Rufer in der Regenwüste


Weit weg vom hippen London, im schottischen Regenloch Glasgow, keimt die neueste Rockhoffnung Großbritanniens heran. Ausgerechnet Texas nennt sich das Quartett um die spröde Frontfrau Sharleen, das mit spartanischen Rocksongs zur Speerspitze einer neuen Bewegung gegen Sample-Wut und Electro-Trends wurde. Hanspeter Künzler trotzte für ME/Sounds dem schottischen Dauer-Regen.

Man sagt, Glasgow sei eine schöne Stadt. Nach unserem Anflug können wir zu dem Thema nichts Verbindliches sagen. Immerhin aber sind wir nun intim vertraut mit der Anatomie dicker Regenwolken und zugehöriger nasser Bindfäden. „Wie schade!“ ruft „Rab“ zu unserer Begrüßung und wischt mit dem Parka Ärmel übers Grau des Panoramafensters von Glasgow Airport: „Gestern noch hat die Sonne geschienen!“.

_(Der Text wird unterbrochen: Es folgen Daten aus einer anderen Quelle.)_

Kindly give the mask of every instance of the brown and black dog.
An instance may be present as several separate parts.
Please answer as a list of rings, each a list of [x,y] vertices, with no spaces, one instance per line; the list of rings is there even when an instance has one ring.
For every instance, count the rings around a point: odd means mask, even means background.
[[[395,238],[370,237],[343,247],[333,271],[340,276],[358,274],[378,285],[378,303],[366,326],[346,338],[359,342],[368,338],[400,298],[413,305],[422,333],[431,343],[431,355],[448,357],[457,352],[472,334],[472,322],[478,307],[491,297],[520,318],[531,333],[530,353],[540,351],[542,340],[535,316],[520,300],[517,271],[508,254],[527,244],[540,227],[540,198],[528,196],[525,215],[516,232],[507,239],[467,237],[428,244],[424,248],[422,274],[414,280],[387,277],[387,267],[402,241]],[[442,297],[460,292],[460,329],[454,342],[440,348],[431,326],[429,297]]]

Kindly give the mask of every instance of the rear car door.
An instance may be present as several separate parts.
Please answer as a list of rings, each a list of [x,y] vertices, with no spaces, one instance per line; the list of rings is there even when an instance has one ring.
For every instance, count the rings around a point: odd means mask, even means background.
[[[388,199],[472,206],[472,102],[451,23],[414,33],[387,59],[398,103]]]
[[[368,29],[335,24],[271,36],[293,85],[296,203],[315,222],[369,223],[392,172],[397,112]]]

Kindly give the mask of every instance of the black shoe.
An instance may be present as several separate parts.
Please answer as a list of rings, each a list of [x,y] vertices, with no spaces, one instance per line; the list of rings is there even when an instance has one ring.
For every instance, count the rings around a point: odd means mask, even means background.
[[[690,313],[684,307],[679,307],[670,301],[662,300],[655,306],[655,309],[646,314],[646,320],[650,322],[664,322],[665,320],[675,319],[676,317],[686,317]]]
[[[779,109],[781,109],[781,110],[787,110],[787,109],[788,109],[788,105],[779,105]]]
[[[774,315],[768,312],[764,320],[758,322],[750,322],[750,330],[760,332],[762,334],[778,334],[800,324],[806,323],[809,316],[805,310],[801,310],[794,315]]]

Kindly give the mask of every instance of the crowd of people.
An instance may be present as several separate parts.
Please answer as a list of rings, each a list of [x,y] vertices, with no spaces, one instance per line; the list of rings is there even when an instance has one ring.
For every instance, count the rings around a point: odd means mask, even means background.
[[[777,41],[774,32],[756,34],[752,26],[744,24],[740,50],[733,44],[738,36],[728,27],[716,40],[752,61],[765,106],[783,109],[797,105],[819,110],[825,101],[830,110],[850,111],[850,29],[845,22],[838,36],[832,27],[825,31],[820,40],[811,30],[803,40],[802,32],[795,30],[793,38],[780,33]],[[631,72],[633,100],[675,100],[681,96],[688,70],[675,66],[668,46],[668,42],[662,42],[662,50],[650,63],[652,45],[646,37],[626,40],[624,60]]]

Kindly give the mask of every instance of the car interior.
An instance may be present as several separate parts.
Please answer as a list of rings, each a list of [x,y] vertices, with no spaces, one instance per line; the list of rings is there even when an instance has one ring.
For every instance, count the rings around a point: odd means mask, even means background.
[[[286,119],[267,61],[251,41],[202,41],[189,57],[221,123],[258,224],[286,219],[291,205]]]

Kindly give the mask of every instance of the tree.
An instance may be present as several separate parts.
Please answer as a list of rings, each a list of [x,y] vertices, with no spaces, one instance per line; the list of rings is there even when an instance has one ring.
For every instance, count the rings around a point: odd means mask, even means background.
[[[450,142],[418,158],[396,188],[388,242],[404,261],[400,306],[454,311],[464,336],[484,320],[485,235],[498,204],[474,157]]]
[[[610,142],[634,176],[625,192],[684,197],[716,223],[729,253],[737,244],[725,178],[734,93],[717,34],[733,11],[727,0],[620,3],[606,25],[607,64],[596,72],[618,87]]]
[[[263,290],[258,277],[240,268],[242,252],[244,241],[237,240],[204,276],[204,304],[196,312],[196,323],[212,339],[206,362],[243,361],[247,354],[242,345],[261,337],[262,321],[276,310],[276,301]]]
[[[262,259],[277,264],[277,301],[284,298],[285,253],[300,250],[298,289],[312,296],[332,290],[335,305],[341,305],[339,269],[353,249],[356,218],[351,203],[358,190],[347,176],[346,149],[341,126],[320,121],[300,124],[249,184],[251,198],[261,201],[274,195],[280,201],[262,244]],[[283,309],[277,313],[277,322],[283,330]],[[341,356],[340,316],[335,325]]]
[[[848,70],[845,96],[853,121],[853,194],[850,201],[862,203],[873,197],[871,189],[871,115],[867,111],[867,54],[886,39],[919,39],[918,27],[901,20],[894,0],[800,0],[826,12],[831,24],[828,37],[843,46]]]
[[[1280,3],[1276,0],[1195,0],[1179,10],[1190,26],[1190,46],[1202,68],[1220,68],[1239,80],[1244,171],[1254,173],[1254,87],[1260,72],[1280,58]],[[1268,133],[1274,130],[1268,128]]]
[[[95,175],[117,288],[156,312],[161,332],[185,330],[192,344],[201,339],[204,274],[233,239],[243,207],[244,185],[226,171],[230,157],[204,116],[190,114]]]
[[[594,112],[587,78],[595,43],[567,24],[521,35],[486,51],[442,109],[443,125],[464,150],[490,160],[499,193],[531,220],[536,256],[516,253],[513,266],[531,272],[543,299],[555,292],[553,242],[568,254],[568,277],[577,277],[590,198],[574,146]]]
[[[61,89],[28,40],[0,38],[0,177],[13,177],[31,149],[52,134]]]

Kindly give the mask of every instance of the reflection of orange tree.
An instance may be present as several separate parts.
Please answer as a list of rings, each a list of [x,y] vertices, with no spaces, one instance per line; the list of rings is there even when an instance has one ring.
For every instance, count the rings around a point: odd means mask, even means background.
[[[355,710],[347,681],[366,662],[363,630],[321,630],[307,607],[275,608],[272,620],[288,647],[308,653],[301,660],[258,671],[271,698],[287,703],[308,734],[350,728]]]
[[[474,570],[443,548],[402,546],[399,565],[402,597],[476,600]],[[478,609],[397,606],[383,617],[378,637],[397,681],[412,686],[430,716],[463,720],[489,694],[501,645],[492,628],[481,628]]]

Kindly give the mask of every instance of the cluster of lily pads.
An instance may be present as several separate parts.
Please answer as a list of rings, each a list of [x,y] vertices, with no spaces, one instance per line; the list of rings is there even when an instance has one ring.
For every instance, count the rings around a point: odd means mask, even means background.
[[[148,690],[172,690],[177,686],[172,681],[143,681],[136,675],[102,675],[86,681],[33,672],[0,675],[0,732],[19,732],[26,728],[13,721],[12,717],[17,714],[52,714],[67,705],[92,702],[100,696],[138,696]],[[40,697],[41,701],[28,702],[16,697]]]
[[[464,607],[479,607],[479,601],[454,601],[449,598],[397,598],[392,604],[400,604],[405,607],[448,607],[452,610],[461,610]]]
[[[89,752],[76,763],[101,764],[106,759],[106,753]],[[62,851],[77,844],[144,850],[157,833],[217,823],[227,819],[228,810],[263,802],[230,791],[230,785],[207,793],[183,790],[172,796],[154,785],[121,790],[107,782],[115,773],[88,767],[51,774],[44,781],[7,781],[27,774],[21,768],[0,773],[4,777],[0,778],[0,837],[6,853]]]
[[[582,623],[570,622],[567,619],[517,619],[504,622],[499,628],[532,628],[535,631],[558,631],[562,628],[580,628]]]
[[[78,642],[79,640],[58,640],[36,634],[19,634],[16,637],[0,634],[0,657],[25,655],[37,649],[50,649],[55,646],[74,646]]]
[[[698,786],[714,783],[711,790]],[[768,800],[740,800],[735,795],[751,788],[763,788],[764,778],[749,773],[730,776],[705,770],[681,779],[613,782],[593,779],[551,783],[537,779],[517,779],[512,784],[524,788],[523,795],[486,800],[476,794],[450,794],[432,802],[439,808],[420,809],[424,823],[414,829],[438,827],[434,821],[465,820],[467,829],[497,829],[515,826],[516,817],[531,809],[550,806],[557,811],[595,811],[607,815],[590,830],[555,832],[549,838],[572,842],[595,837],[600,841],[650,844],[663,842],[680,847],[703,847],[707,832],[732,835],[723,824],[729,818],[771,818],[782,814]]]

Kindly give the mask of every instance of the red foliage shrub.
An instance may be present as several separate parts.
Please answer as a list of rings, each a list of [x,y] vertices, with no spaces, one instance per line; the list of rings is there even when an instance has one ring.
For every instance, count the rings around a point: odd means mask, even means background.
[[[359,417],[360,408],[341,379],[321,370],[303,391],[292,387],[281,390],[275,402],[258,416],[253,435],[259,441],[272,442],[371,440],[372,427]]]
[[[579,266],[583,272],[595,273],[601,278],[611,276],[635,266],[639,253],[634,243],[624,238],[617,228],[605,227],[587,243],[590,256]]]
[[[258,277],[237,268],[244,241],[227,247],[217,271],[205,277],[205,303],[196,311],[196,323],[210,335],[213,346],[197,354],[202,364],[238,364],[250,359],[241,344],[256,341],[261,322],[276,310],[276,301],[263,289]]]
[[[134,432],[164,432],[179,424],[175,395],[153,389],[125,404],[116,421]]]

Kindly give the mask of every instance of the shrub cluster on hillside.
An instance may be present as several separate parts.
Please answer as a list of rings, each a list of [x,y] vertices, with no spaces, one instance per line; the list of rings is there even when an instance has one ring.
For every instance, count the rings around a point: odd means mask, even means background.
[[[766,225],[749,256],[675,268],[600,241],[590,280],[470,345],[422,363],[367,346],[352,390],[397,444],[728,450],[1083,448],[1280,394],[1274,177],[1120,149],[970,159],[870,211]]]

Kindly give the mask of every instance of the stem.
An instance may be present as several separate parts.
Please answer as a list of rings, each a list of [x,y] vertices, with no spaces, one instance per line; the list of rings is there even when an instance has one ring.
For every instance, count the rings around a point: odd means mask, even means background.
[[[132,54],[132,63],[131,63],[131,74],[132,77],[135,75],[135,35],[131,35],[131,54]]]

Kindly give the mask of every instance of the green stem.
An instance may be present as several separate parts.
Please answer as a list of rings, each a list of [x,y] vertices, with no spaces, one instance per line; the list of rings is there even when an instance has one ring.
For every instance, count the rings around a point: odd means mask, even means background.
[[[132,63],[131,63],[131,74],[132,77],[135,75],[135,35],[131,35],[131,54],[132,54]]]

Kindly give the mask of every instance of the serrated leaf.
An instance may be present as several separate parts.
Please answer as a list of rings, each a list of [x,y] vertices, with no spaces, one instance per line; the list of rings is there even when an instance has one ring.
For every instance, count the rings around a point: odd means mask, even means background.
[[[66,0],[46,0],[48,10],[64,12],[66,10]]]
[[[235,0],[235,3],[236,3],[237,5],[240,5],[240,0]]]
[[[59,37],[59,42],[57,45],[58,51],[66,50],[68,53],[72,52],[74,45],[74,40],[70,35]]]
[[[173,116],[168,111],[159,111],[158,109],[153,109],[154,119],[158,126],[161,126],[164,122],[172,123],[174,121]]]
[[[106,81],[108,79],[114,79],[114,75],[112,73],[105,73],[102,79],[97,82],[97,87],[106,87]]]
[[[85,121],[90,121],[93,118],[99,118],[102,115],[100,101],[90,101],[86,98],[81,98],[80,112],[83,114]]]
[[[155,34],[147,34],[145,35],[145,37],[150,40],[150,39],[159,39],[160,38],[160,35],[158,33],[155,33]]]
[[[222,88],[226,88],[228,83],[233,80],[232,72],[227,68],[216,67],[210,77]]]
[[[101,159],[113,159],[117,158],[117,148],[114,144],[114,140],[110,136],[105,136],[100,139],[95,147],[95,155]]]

Rab ist der Co-Manager unseres Reisezieles: Texas aus/in Glasgow. Eine lange, gebückte Figur mit Sorgentaschen unter den Augen, um die Ohren vorzeitig angegraut. Er lenkt einen dunkelblauen Mercedes der 60er Jahre durch den Regen, für den er sich erneut zu entschuldigen versucht. „Ash“ hieß seine eigene Band, die er vor Jahren in Glasgow gegründet hatte. “ Wir waren von Nice beeinflußt, you remember: Keith Emerson.“

Bands wie Ash gab es wie Whisky in Schottland. Manche Musiker sattelten auf Nordsee-Öl-Arbeiter an der Ostküste um, als der Ernst des Lebens anbrach. Ein paar Verwegene starteten Kleinstudios in den Kellern ihrer Schwestern. Dem Humus entwuchsen erste schottische Erfolgskombos wie die Average White Band oder Nazareth. Erst die Punks aber schossen mit ihrer „Alles ist machbar, Herr Nachbar“-Attitüde das Pop-Job-Monopol von London endgültig ab.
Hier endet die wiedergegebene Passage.